What's Driving More Venezuelans To Migrate To The U.S.

With dimmed hopes of a transition from the economic crisis and repressive regime of Nicolas Maduro, many Venezuelans increasingly see the United States, rather than Latin America, as the place to rebuild a life..

Photo of a family of Migrants from Venezuela crossing the Rio Grande between Mexico and the U.S. to surrender to the border patrol with the intention of requesting humanitarian asylum​

Migrants from Venezuela crossed the Rio Grande between Mexico and the U.S. to surrender to the border patrol with the intention of requesting humanitarian asylum.

Julio Borges

-Analysis-

Migration has too many elements to count. Beyond the matter of leaving your homeland, the process creates a gaping emptiness inside the migrant — and outside, in their lives. If forced upon someone, it can cause psychological and anthropological harm, as it involves the destruction of roots. That's in fact the case of millions of Venezuelans who have left their country without plans for the future or pleasurable intentions.

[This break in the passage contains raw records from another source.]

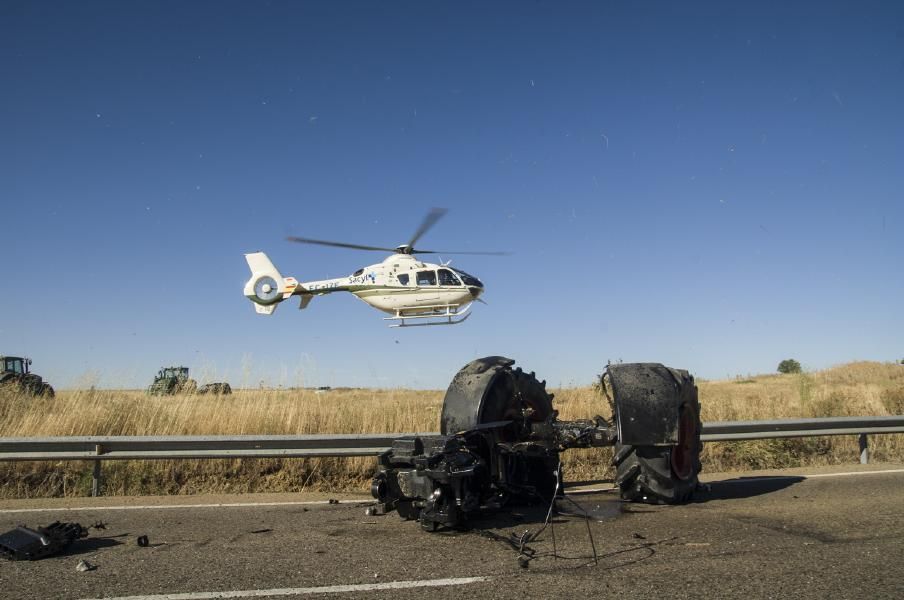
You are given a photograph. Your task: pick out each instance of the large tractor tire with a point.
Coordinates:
(663, 473)
(187, 387)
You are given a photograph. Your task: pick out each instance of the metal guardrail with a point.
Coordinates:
(101, 448)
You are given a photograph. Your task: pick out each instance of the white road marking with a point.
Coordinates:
(328, 589)
(167, 506)
(365, 501)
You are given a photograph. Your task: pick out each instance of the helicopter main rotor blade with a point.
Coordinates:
(430, 220)
(463, 252)
(293, 238)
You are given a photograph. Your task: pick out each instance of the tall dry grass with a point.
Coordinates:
(864, 388)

Their experience is comparable to paddling desperately in shark-infested waters. As many Mexicans will concur, it is one thing to take a plane, and another to pay a coyote to smuggle you to some place 'safe.'

Venezuela's mass emigration of recent years has evolved in time. Initially, it was the middle and upper classes and especially their youth, migrating to escape the socialist regime's socio-political and economic policies. Evidently, they sought countries with better work, study and business opportunities like the United States, Panama or Spain. The process intensified after 2017 when the regime's erosion of democratic structures and unrelenting economic vandalism were harming all Venezuelans.